O que eles dizem da acusação?
Silva Carvalho – Antes de entrar na Ongoing estava vinculado ao segredo de Estado. Diz que a sua relação com o arguido Nuno Vaconcellos é meramente profissional, de quando trabalhou com ele na Ongoing. E de uma outra circunstancia que não pode revelar por estar vinculado ao segredo de Estado. Também são amigos. Nuno Vasconcellos já o tinha convidado em 2006 para trabalhar com ele, mas ele recusou. Quatro anos depois decidiu demitir-se e ir para a Ongoing. Antes fez vários contactos, incluindo a Nuno Vasconcellos, perguntando-lhe se a proposta anterior se mantinha. Proposta salarial: 10 mil euros como assessor do Conselho de Administração. Aceitou participar no projeto de criação de uma empresa de serviços partilhados no seio da Ongoing. Saiu dos Serviços de Informação em novembro de 2010 e começou na Ongoing em janeiro de 2011.

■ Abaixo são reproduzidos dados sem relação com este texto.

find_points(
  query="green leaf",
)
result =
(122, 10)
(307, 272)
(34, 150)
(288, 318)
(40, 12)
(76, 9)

Nuno Dias – marido da arguida Gisela Teixeira, recusa-se a falar sobre ela por viverem juntos. Diz que João Luís lhe perguntou se teria acesso a uma faturação detalhada. Conseguiu obter, atribuiu à lista o nome de “Lista de compras” e nunca questionou a ordem superior que lhe tinha sido dada. Limitou-se a cumprir o serviço.
Nuno Vasconcellos – Nega tudo. Diz que é amigo de Silva Carvalho “há vários anos” e que este o terá contactado para lhe arranjar trabalho. Nuno Vasconcellos falou com o então vice-presidente Rafael Mora e com o padrasto Risso Gil. Este último opôs-se à contratação, mas Nuno Vasconcellos terá posto a condição de Silva Carvalho não voltar ao serviço público. Disse que “Ongoing Strategic Services” nunca existiu, que os “metais estratégicos” estavam fora do âmbito da empresa.
Qual a relação da Ongoing com este processo?
Segundo a decisão instrutória, Silva Carvalho começou a avaliar a hipótese de integrar a Ongoing depois do verão de 2010. O ex-funcionário do SIS, João Alfaro, assim como o seu “irmão” Fernando Paulo Santos já lá trabalhavam. Tanto eles como outros funcionários e administradores do Grupo participavam juntos em reuniões maçónicas na Grande Loja Legal de Portugal.
Para tal, o espião Silva Carvalho começou a pensar criar uma estrutura, a “OSS – Ongoing Strategic Srvices”, que funcionaria no seio da Ongoing e que iria localizar geograficamente metais estratégicos para futuros negócios. Em outubro, Silva Carvalho acabou por negociar com Nuno Vasconcellos a sua contratação. No SIED, Silva Carvalho ganhava 4 mil euros “limpos”, com carro e motorista, telemóvel e combustível ilimitados. Na Ongoing teria que ter uma situação semelhante, sendo que – diz a acusação – ficaria acordado entre os dois que Silva Carvalho iria fazer uso dos seus conhecimentos com certos funcionários nas Secretas para informações que poderiam interessar à Ongoing.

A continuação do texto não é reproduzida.